The focussed approach of Flextech is being replicated. Pearson, the media, publishing and leisure company, has settled on television programming as its favoured business, and it has been steadily buying up programming libraries and production companies since its purchase of Thames Television in 1991. Granted, it has hedged its bets a bit, through its stake in Channel 5, Britain's newest terrestrial channel. But the really big money so far has been spent on programming, which Pearson can sell to anybody - cable and satellite companies, pay-TV broadcasters, the BBC, ITV or its own Channel 5.

Even better, the product can be sold again and again. We may tire of repeats of The Bill this year; but Pearson need only put those programmes on ice, and revive them when the public mood has swung back. It has also bought "concept" TV rights, allowing it to produce shows in different countries based on a single format - "template television".

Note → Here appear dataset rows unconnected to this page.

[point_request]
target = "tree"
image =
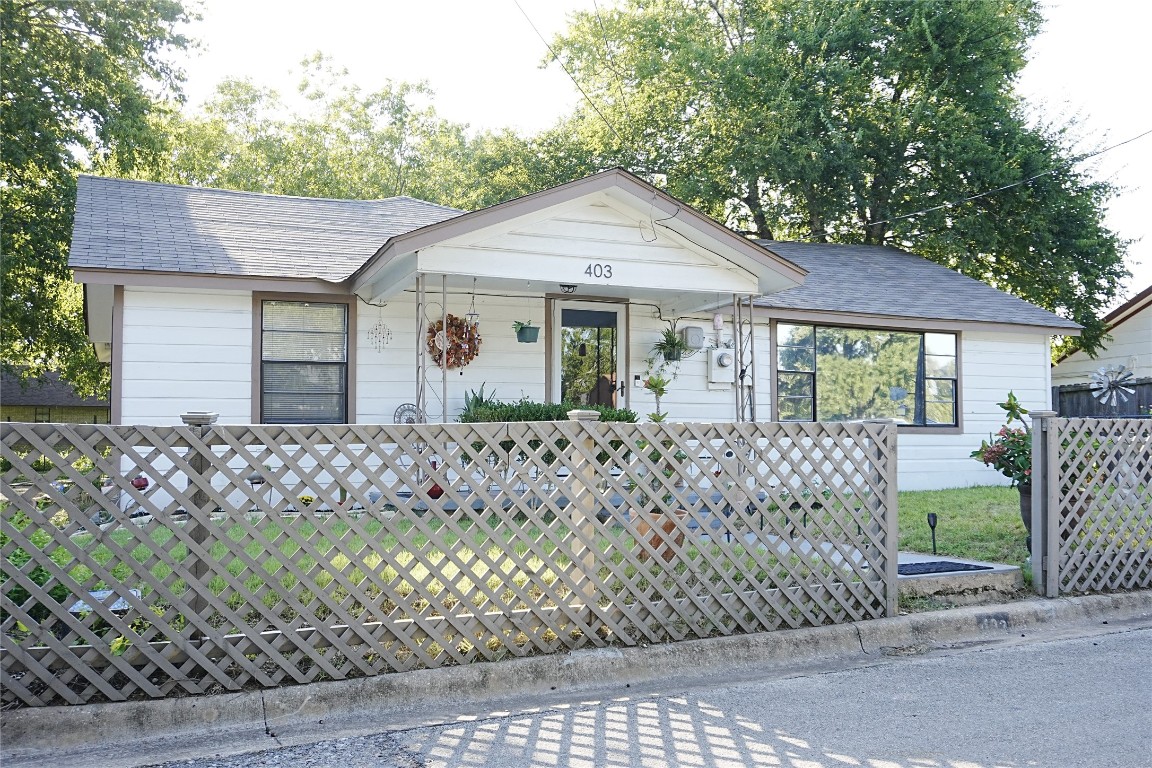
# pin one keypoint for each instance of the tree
(349, 144)
(74, 88)
(868, 121)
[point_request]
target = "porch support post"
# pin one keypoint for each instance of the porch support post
(750, 363)
(199, 515)
(422, 370)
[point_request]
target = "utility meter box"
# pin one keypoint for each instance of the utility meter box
(721, 366)
(692, 336)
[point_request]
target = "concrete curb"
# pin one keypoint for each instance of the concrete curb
(295, 714)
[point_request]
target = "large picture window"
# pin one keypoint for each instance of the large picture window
(842, 374)
(303, 363)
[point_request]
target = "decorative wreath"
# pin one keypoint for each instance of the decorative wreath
(463, 340)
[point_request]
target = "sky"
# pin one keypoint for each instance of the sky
(482, 58)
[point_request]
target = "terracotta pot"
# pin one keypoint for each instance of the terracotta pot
(664, 532)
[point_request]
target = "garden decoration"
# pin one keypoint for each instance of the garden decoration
(407, 413)
(525, 332)
(461, 340)
(379, 335)
(671, 346)
(1111, 385)
(1010, 453)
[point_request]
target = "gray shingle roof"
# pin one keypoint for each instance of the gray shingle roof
(133, 225)
(887, 281)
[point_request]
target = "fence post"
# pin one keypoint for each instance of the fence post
(884, 464)
(583, 506)
(1045, 561)
(197, 570)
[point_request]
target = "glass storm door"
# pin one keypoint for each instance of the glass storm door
(591, 337)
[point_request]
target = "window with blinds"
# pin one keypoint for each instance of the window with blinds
(303, 363)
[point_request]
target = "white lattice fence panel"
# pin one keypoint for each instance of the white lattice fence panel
(264, 555)
(1104, 504)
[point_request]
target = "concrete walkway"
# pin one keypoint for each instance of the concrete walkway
(636, 696)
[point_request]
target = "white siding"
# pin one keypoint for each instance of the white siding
(387, 378)
(186, 350)
(690, 396)
(991, 366)
(1130, 346)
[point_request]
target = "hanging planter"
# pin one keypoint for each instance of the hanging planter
(671, 346)
(525, 332)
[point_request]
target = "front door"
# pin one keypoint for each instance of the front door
(589, 365)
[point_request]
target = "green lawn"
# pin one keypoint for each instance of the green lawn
(976, 523)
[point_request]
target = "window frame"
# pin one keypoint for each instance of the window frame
(349, 303)
(956, 427)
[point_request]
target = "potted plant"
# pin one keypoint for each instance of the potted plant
(671, 346)
(1009, 451)
(657, 385)
(661, 524)
(525, 332)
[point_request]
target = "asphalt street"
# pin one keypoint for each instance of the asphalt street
(1083, 700)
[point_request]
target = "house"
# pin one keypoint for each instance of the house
(47, 400)
(270, 309)
(1129, 346)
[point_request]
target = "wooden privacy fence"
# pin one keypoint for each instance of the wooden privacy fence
(171, 561)
(1080, 401)
(1094, 515)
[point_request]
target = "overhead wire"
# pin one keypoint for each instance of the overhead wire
(953, 204)
(570, 76)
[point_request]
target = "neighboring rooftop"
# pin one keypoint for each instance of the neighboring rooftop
(886, 281)
(144, 226)
(47, 392)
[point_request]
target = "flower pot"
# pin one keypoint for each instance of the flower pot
(664, 532)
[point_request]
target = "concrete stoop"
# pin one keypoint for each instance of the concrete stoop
(997, 583)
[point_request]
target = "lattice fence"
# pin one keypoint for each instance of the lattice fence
(161, 561)
(1099, 488)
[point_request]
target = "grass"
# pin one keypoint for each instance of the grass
(979, 523)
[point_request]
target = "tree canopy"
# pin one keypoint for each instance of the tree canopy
(347, 143)
(866, 121)
(75, 86)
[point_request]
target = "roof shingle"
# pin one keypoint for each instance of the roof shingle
(887, 281)
(133, 225)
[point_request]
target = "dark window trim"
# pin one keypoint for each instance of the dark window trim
(258, 299)
(917, 428)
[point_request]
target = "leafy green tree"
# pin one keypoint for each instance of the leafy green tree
(75, 86)
(866, 121)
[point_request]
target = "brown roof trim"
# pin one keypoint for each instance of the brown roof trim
(536, 202)
(1123, 312)
(156, 279)
(859, 320)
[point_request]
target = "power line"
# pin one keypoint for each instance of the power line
(556, 59)
(1070, 161)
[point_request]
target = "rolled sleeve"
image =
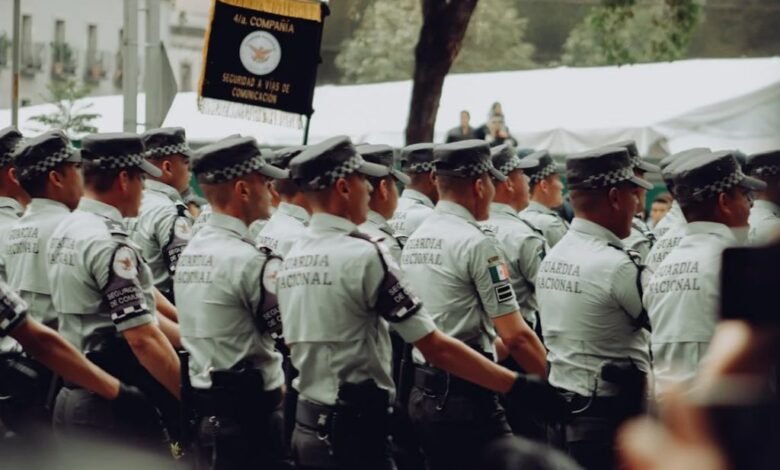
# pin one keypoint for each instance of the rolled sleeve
(489, 271)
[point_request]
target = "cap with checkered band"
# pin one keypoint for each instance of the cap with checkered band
(417, 158)
(10, 138)
(233, 158)
(321, 165)
(546, 166)
(636, 159)
(506, 160)
(383, 155)
(465, 159)
(165, 142)
(118, 150)
(705, 177)
(763, 164)
(42, 153)
(602, 168)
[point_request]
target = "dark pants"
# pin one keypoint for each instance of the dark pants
(314, 447)
(81, 412)
(455, 426)
(590, 435)
(243, 436)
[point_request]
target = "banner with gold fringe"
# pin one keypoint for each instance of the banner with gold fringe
(260, 60)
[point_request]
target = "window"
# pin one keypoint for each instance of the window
(185, 76)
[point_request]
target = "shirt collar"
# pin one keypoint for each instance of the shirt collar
(415, 195)
(169, 191)
(767, 205)
(42, 204)
(595, 230)
(499, 208)
(100, 208)
(453, 208)
(229, 223)
(323, 221)
(12, 204)
(294, 211)
(536, 207)
(715, 228)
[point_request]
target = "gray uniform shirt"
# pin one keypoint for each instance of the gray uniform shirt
(683, 301)
(460, 274)
(286, 225)
(24, 250)
(524, 249)
(764, 221)
(330, 290)
(641, 238)
(673, 218)
(10, 212)
(219, 291)
(99, 282)
(547, 220)
(162, 229)
(589, 303)
(413, 208)
(377, 227)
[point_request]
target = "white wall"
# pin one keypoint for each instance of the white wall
(107, 15)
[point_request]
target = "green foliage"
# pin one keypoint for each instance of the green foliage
(71, 116)
(382, 46)
(622, 32)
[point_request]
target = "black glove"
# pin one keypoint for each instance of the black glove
(540, 398)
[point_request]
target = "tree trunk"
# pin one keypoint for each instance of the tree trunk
(441, 36)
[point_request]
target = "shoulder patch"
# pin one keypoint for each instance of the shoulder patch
(125, 264)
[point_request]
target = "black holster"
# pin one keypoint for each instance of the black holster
(361, 423)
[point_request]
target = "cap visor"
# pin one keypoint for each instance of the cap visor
(372, 169)
(641, 182)
(150, 169)
(497, 174)
(649, 167)
(399, 176)
(752, 184)
(274, 172)
(526, 163)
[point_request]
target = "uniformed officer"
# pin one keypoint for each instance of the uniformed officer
(229, 314)
(419, 196)
(57, 354)
(642, 238)
(683, 296)
(675, 217)
(292, 216)
(765, 214)
(466, 286)
(546, 194)
(338, 292)
(103, 291)
(13, 198)
(49, 170)
(590, 304)
(164, 224)
(523, 246)
(674, 225)
(384, 197)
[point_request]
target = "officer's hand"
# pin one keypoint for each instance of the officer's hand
(540, 398)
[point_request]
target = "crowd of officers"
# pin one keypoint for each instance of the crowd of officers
(311, 317)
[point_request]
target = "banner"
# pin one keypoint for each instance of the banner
(260, 60)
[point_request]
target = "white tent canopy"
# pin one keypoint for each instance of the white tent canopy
(665, 107)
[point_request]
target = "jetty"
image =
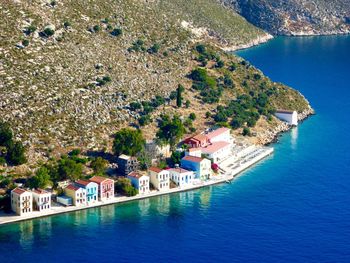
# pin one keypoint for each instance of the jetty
(232, 168)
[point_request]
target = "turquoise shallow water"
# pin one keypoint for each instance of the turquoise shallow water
(292, 207)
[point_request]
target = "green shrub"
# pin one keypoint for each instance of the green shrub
(96, 28)
(192, 116)
(117, 32)
(25, 42)
(49, 32)
(135, 106)
(67, 24)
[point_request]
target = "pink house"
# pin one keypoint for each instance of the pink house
(200, 140)
(105, 187)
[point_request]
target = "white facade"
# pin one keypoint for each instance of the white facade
(42, 200)
(218, 151)
(159, 178)
(220, 135)
(182, 177)
(21, 201)
(291, 117)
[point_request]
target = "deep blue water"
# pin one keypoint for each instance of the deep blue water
(292, 207)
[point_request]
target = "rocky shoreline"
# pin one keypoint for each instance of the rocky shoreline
(257, 41)
(271, 136)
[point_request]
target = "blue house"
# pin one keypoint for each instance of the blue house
(200, 166)
(91, 190)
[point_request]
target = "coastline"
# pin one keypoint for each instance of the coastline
(219, 179)
(255, 42)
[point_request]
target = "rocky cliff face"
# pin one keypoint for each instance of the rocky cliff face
(296, 17)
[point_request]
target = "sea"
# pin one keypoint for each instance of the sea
(292, 207)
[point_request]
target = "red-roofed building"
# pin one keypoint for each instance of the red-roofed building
(217, 151)
(201, 166)
(105, 187)
(182, 177)
(159, 178)
(200, 140)
(21, 201)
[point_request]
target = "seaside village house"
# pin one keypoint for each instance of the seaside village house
(160, 178)
(21, 201)
(78, 194)
(105, 187)
(291, 117)
(201, 166)
(127, 164)
(215, 145)
(140, 182)
(91, 189)
(41, 200)
(181, 177)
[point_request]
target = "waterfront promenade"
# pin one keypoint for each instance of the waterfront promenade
(232, 169)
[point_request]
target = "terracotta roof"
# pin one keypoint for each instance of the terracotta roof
(19, 191)
(200, 137)
(284, 111)
(214, 147)
(179, 170)
(99, 179)
(73, 187)
(155, 169)
(192, 159)
(135, 175)
(40, 191)
(217, 132)
(123, 156)
(83, 182)
(194, 149)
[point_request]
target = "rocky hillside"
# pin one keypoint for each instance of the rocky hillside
(70, 69)
(296, 17)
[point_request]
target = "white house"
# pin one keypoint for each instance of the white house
(42, 200)
(182, 177)
(140, 182)
(21, 201)
(291, 117)
(220, 135)
(159, 178)
(218, 151)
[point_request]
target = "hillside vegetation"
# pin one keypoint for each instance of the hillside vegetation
(70, 69)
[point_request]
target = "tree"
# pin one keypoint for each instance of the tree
(117, 32)
(192, 116)
(15, 153)
(201, 49)
(69, 169)
(154, 49)
(41, 179)
(5, 134)
(179, 91)
(124, 186)
(99, 165)
(236, 123)
(170, 130)
(176, 157)
(246, 131)
(128, 141)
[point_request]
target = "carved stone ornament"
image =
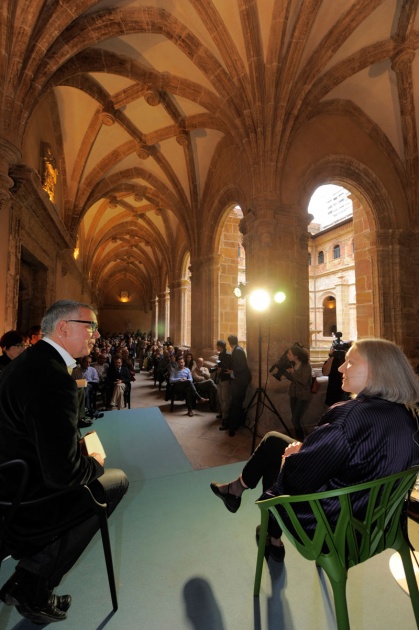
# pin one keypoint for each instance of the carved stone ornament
(49, 171)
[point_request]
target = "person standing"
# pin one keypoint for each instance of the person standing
(300, 387)
(240, 379)
(41, 429)
(224, 383)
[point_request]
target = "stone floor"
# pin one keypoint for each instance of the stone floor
(203, 444)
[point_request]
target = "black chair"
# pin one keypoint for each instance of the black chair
(8, 509)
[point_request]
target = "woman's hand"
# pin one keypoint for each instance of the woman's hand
(292, 448)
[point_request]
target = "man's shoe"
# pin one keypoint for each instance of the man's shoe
(12, 594)
(63, 602)
(42, 614)
(84, 423)
(231, 502)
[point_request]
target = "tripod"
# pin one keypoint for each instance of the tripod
(260, 398)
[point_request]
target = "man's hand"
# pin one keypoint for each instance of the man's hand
(98, 458)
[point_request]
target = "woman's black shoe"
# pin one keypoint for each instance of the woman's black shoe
(231, 502)
(12, 594)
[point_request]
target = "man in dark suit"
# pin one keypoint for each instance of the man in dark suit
(240, 379)
(38, 423)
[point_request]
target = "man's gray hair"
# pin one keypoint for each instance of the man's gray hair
(63, 309)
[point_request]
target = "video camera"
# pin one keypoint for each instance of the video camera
(283, 363)
(340, 347)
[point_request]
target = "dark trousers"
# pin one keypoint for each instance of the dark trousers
(265, 464)
(298, 409)
(186, 389)
(208, 389)
(56, 558)
(238, 388)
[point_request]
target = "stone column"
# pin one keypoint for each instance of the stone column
(342, 313)
(205, 324)
(9, 239)
(154, 317)
(163, 315)
(276, 244)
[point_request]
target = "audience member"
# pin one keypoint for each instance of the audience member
(334, 392)
(182, 383)
(85, 371)
(118, 380)
(12, 344)
(34, 334)
(42, 430)
(204, 384)
(371, 436)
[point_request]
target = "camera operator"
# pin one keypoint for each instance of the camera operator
(331, 367)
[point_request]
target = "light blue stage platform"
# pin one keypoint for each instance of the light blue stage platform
(182, 561)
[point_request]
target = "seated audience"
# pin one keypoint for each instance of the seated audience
(189, 360)
(34, 335)
(373, 435)
(182, 383)
(85, 371)
(12, 344)
(164, 366)
(118, 380)
(41, 428)
(204, 384)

Dorling Kinderlsey, the publishers of books and CD-Roms, is similarly angling its efforts on creating content, irrespective of the distribution platform. Its lavishly illustrated books are being produced for the CD- Rom market for huge profits. But if another distribution system comes along - online delivery, for example - then DK is happy to adjust. It makes money in any event, just by leveraging its ownership of the rights into as many new markets as the technologists can envisage.

Neither company is likely soon to compete with the global media giants. But nor will they be bypassed by advances in technology. They are both splendidly placed to win from the undoubted truth behind two tired cliches: "content is king", and "money for old rope".